Verdicchio dei Castelli di Jesi

Si produce in provincia di Ancona, con epicentro nel Comune di Jesi, Staffolo, Cupramontana, Poggio S. Marcello, S. Paolo di Jesi, Castelbellino, Serra dei Conti. Si ricava da uve di Verdicchio per un minimo dell'80 per cento, con un saldo di Trebbiano e Malvasia toscana congiunti o da soli per un massimo del 20 per cento. Crescendo la percentuale di Verdicchio, il vino prodotto risulta più fresco, lievemente più acidulo, ma nello stesso tempo anche un po' più docile.

La resa è di centocinquanta quintali per ettaro, vinificati al 70 per cento. Si ottiene un vino dal colore giallo paglierino, brillante, limpidissimo, con leggerissimi toni verdognoli. Il profumo è pieno, delicato, fruttato. Il sapore è asciutto, armonico, con retrogusto lievemente amarognolo. La gradazione minima è di 12 gradi.

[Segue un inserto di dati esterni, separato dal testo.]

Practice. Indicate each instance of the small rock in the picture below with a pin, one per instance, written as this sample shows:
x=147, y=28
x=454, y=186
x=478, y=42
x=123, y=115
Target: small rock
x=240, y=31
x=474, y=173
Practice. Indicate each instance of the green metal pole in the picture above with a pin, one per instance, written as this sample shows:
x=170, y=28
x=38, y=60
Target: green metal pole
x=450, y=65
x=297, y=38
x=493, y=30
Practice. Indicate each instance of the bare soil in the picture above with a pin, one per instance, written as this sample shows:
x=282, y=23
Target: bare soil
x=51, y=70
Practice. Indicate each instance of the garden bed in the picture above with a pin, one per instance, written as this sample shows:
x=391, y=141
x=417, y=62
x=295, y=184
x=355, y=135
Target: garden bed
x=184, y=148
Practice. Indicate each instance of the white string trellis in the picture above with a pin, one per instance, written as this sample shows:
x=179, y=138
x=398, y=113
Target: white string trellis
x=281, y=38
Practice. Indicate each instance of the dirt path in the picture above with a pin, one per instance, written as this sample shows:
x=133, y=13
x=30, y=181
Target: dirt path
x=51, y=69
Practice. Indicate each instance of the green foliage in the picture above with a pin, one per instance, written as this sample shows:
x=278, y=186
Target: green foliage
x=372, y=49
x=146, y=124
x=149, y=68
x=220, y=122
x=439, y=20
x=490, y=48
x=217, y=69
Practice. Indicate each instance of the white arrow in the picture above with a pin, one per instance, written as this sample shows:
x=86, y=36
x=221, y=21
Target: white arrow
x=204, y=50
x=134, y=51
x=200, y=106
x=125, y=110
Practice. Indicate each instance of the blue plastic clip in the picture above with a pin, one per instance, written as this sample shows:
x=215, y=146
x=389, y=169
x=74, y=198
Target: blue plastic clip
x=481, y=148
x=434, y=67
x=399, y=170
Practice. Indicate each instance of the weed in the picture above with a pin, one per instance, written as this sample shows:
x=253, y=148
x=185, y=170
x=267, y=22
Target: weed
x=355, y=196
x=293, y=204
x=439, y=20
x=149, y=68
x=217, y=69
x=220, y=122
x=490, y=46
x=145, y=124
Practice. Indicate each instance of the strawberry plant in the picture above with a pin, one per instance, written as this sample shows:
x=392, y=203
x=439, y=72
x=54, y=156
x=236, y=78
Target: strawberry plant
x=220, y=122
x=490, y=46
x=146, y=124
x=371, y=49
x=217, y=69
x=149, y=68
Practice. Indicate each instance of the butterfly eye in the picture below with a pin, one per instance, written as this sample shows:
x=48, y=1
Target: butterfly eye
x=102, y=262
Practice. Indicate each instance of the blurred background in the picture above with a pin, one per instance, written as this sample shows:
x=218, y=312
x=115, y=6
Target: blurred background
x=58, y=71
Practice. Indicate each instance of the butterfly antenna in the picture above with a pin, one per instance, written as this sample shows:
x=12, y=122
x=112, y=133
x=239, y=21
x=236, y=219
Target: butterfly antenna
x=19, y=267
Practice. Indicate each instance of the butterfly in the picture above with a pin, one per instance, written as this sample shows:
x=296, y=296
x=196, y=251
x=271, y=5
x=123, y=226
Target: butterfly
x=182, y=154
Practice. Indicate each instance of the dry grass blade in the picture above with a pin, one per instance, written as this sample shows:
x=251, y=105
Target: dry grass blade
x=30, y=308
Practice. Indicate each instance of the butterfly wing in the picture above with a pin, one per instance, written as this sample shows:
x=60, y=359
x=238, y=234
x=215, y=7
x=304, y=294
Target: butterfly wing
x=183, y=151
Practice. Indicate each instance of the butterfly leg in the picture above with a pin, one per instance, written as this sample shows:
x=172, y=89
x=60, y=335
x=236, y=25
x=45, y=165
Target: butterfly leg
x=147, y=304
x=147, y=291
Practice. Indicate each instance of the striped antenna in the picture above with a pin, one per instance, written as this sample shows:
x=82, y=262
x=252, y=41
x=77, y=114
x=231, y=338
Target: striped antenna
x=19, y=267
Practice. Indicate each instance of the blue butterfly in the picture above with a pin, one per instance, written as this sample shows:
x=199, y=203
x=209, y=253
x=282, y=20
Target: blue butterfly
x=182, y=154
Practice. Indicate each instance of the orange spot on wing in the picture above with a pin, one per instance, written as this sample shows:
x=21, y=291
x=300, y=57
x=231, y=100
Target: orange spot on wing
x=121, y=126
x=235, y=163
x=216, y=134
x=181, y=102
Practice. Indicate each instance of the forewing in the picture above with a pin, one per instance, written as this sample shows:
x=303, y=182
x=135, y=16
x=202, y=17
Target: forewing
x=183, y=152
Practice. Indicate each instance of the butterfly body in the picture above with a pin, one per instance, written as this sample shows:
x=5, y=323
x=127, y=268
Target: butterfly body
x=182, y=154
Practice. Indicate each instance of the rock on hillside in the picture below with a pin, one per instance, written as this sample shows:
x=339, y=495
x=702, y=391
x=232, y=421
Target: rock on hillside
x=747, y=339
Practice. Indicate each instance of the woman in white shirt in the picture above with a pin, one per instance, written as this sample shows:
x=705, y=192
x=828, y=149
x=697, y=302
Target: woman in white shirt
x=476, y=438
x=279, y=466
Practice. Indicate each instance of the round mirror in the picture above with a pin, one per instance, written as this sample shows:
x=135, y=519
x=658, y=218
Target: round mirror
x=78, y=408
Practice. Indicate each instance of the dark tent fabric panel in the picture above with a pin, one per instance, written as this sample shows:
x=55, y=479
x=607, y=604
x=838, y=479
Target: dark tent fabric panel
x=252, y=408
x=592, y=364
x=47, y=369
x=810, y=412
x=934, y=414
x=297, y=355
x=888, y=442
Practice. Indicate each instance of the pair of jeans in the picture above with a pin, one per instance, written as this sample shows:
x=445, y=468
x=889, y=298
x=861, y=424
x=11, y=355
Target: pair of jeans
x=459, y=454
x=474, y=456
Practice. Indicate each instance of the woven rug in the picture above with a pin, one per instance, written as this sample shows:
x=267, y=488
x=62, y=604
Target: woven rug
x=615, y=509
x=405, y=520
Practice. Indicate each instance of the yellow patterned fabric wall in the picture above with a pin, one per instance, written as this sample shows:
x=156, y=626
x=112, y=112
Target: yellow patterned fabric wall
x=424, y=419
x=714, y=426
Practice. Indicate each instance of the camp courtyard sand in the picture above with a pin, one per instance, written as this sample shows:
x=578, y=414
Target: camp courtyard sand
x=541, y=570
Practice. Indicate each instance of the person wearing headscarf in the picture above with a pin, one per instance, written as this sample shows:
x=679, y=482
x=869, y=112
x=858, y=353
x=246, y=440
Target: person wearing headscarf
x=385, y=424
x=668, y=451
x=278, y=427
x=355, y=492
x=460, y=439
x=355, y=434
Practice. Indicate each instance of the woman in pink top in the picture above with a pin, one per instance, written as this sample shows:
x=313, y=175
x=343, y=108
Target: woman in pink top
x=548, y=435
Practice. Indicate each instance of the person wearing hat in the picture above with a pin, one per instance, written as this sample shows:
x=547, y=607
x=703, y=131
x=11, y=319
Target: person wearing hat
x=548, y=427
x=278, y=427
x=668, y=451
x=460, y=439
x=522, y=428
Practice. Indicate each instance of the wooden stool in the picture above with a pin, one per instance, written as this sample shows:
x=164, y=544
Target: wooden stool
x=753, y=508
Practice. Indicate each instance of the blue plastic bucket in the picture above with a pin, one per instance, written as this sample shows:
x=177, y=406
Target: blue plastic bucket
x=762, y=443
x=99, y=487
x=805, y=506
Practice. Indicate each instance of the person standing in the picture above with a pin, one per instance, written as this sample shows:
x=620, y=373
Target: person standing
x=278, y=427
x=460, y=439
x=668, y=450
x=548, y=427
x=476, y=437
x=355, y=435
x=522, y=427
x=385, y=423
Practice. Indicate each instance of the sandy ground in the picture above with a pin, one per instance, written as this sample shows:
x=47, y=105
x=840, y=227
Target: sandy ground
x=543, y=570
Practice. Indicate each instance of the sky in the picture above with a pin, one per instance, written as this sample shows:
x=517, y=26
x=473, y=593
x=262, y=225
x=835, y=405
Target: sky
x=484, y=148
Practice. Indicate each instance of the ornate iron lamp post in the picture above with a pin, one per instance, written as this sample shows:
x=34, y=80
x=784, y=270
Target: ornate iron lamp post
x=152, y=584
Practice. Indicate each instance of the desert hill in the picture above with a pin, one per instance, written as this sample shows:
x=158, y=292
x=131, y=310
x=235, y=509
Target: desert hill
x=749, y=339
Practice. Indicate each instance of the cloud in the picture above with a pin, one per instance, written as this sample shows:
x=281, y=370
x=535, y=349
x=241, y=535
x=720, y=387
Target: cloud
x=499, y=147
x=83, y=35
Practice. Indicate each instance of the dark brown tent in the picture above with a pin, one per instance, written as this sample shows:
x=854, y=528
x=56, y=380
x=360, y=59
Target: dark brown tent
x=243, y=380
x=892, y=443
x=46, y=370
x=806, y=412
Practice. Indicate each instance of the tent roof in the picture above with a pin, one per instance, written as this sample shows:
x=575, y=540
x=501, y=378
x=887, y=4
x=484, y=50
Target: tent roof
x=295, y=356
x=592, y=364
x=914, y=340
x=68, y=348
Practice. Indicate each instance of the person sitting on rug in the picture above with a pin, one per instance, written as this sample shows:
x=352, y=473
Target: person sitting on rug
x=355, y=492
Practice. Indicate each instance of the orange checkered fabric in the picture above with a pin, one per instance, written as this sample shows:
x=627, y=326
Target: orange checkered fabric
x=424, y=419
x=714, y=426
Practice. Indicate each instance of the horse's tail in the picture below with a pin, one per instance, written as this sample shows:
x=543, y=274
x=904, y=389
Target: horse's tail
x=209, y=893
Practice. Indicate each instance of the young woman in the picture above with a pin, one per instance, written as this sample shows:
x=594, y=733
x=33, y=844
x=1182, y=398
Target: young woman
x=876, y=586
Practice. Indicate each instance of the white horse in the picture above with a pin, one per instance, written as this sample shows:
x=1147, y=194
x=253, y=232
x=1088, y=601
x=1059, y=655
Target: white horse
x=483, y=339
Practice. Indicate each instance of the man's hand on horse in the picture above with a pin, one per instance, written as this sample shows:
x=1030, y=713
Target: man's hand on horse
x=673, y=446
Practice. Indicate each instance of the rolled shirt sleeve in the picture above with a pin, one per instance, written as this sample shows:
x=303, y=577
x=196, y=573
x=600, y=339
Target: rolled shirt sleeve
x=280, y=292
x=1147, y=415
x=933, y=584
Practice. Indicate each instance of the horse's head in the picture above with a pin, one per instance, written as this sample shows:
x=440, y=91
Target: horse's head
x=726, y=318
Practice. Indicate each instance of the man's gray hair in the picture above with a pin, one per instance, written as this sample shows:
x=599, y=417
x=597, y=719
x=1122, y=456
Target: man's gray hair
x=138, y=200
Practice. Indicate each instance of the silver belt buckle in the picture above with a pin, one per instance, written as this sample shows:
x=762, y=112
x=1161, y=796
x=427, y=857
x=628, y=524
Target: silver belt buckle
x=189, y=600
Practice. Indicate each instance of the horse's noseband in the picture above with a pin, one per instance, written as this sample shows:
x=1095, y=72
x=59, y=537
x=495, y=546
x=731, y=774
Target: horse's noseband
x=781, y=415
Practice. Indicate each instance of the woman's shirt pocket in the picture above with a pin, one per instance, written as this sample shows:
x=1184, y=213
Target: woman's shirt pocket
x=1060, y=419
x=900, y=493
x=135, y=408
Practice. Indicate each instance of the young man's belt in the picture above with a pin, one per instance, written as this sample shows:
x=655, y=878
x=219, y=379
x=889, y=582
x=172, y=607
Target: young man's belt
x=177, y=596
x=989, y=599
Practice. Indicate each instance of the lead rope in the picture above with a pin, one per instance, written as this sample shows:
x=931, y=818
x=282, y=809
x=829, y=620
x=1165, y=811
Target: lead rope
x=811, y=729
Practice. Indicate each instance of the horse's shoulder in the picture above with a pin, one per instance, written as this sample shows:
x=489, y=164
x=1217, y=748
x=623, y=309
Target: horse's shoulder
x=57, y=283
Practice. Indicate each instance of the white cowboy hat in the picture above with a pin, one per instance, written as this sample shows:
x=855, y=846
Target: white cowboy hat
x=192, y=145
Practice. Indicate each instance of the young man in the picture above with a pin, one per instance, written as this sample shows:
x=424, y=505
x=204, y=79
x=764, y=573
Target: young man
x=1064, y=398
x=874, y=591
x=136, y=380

L'acidità del 5 per mille. Può prendere la denominazione di classico quello prodotto nella zona più antica e più vicina ai Castelli di Jesi, dove ha avuto origine. Non vuole essere invecchiato, ma viene generalmente messo in bottiglia dopo un anno di meditazione in botte. È un vino da bersi giovane, al massimo entro quattro anni dalla data di produzione. La sua migliore resa gustativa la raggiunge al secondo anno dalla vendemmia.

Caratteristiche

Accoppiamenti gastronomici

Ottimo sugli antipasti di mare, sui piatti di pesce di ogni tipo e qualità. Particolare l'accoppiamento con i ravioli ai filetti di sogliola (celebri quelli di Fano), e sulla pizza al formaggio. Va servito a 10 gradi nei classici bicchieri da bianco fresco. Viene anche prodotto un tipo spumantizzato, di qualità non eccezionale, ma gradita. Si tratta di un vino più fresco, leggermente più acidulo del tipo "tranquillo".